Automation bias is a cognitive phenomenon in which people disproportionately favor the outputs of automated or AI-driven systems over contradictory information from other sources, including their own reasoning. Rather than treating automated recommendations as one input among many, individuals exhibiting automation bias tend to defer to system outputs uncritically, reducing their own analytical engagement. This effect is compounded in modern AI contexts, where systems can appear highly confident, produce fluent and authoritative-sounding outputs, and operate at speeds that discourage careful human scrutiny.

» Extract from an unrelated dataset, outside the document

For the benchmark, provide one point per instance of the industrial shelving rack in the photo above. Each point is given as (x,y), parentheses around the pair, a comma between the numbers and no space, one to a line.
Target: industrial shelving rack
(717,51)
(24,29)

The mechanism behind automation bias involves both complacency and trust calibration failures. When automated systems perform well most of the time, users learn to rely on them and gradually reduce their vigilance — a pattern that becomes dangerous precisely in the rare cases where the system errs. In AI-assisted workflows, this can manifest as accepting a model's classification, diagnosis, or recommendation without verifying it against domain knowledge or contextual cues that the model may have missed. The problem is especially acute in high-stakes domains like clinical medicine, aviation, and financial trading, where AI tools are increasingly embedded in decision pipelines.
Automation bias matters deeply for AI deployment and system design. It challenges the assumption that adding an AI assistant always improves human decision-making; in some conditions, AI recommendations actively degrade performance by anchoring users to incorrect outputs. Mitigating automation bias requires deliberate interface design choices — such as withholding AI confidence scores until after a human has formed an initial judgment, or requiring explicit human sign-off on consequential decisions. It also motivates research into appropriate reliance, a growing subfield of human-AI interaction concerned with helping users trust AI systems neither too much nor too little.